The day my girlfriend and I broke up, we met and talked, took a walk around the Nature Preserve, went to a restaurant and ate lunch, had a couple of drinks, and then went to a gardening store and bought each other roses and vegetables to plant.
We realized that we could not be together long-term, though after a year-and-a-half with one another, we had had a taste of permanency and loved it. However, I am in a non-monogamous relationship with my wife, and my girlfriend told me she needed a monogamous relationship she could plan her life around. I was what she wanted but not what she needed. So, I do not blame her for wanting to move on from me. No matter what my wife and I offered her for her comfort, her stability, or her well being, it was simply not enough. In her heart she loves me, but she loves me as a monogamous person loves, wholly and indivisibly. And so we found ourselves at a garden center, laughing at one another, because who breaks up and goes to buy one another okra plants?
Yet there we were. Because both of us liked okra when we were children and thought, Why not grow it now, now that we are grownups with gardens of our own?
So we bought our okra plants and our flowers, and we went our separate ways.

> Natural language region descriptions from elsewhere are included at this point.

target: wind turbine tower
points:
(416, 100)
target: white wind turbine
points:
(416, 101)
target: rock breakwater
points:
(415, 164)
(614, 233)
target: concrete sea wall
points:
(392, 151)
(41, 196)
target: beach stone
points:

But that was not the end of it. For we decided no matter how hard it was we would still remain in each other’s lives and be friends. Her other friends and my other friends must have thought we are crazy. In fact, some of them literally said, Are you crazy? You can’t actually be friends. That’s just something people say when they break up. They don’t really mean it.

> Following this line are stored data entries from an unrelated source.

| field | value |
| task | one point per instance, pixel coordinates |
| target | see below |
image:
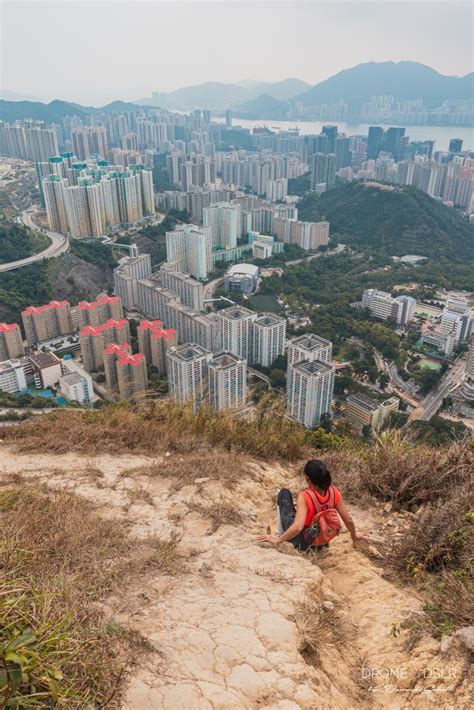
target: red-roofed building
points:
(46, 322)
(154, 341)
(126, 371)
(94, 340)
(11, 341)
(98, 312)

But we wanted to mean it. And we kept meeting and talking and crying and trying to figure things out. We got sad, we got angry, we got hopeless, and we occasionally relapsed and kissed passionately in the way that only desperation can foster.
But the point is, we did not give up on each other. Last night we went out and had a wonderful time together, and this morning I looked in my garden and found that my okra had grown. I plucked some off the stem, brought it inside, cut it up, rolled the pieces in salt, pepper, and cornmeal, and fried it.
It was delicious.
There are many different kinds of love, and breaking up does not necessarily mean the end of it. One thing I have realized is that love is always, even though circumstances may change. We still love one another, and we will continue to do so. Perhaps when circumstances change, we will be together again.